今回は全員参加型経営のメリットとともに「オープン経営」の内容や導入のコツについて解説していきます。
目次
- 全員参加型経営とは?どんなメリットがある?
- 全員参加型経営の土台となる「オープン経営」とは?導入のメリット
- オープン経営を導入して全員参加型経営を成功させるコツ
- 全員参加型経営の土台であるオープン経営のメリットを知って導入を
1.全員参加型経営とは?どんなメリットがある?
まずは、全員参加型経営がどんなものなのか、どんなメリットがあるのか解説していきましょう。
全員参加型経営とは?
全員参加型経営とは、経営に必要な項目を細分化し、幹部や社員に分担してもらう経営の仕組みのこと。
目的やビジョンを共有した上で、社員たちが自ら経営計画を作成し、自分たちで業績進捗管理をし、最終的に自分たちで業績評価、人事評価を実施します。
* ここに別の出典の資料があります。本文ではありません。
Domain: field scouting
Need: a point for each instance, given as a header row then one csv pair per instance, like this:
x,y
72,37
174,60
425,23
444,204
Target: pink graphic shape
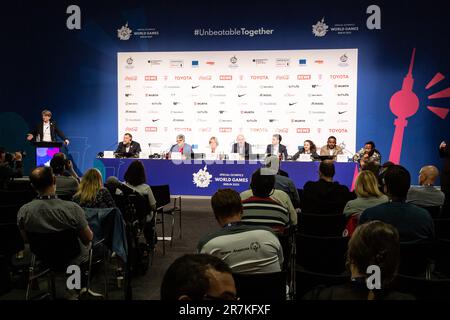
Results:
x,y
441,94
355,175
440,112
404,104
437,78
経営の一部を任される幹部や社員は、高いやりがいと経営意識を持つことで急速に成長するため、企業の収益性と体質が劇的に変わります。
全員参加型経営のメリット
全員参加型経営のメリットは、経営をシステム化し任せることで、経営者の負担を減らすことができ、自主自律の企業風土が出来上がることです。
トップダウンの「ワンマン経営」はスピード感があって非常に効率的ですが、社員が一定数を超えるとトップダウン型マネジメントだけでは限界が生じてきます。
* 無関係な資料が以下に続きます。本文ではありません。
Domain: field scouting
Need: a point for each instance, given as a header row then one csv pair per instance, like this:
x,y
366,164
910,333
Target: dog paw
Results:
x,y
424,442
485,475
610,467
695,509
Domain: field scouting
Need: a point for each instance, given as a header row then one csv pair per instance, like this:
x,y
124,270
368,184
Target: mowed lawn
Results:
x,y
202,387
そこで、トップダウンとボトムアップをミックスさせ、社員全員の「知恵」と「創意工夫」、そして「やる気」を引き出す仕組みづくりが重要になってくるのです。
例えば、当社ではリーダーになると経営計画をつくるようになります。
自分のチームの人件費、原価率、粗利益率などを把握した上で、チーム全体でいくらの利益を出したいかを話し合い、そこから逆算して目標を決めます。
トップから「これだけ売れ」と割り当てられる数字と、チームでちゃんとすりあわせして、納得の上で決めた数字では、まったく意味合いが違います。
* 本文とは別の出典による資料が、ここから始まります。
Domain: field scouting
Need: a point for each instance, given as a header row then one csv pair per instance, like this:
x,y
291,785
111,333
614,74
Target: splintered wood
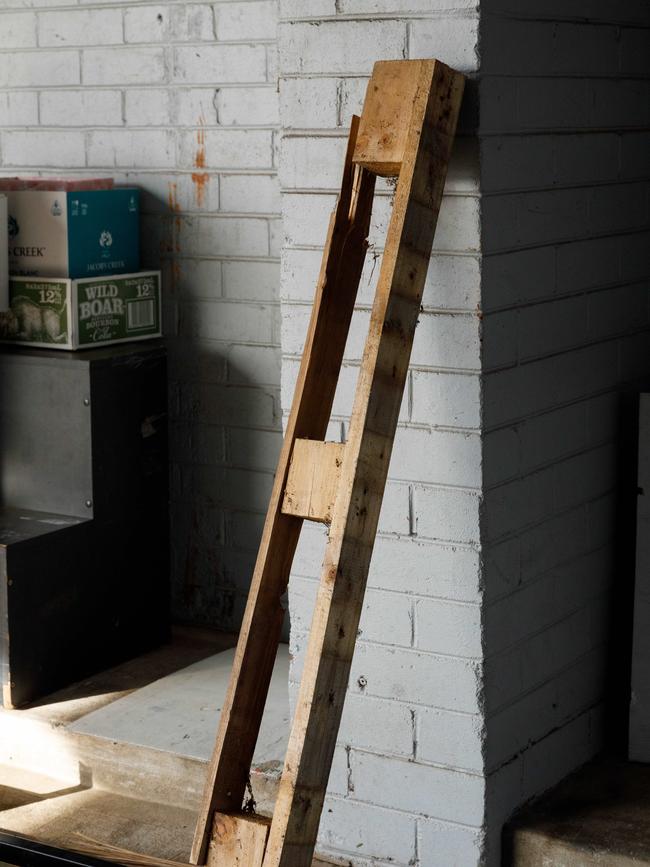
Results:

このように「自分たちのことは自分たちで考え、決める」ことで自主自律の企業風土が出来上がり、個人の成長だけでなく、企業としての成長も見込めるのが全員参加型経営の最大のメリットなのです。
2.全員参加型経営の土台となる「オープン経営」とは?導入のメリット
全員参加型経営である「システム経営」を機能させるためには、「管理会計」と「オープン経営」という2つの土台が必要になります。
ここではオープン経営について、詳しく確認していきましょう。
オープン経営とは?
オープン経営に明確な定義はありません。
管理会計を導入した上で、経営数値を社員に開示し、共有することだと理解してください。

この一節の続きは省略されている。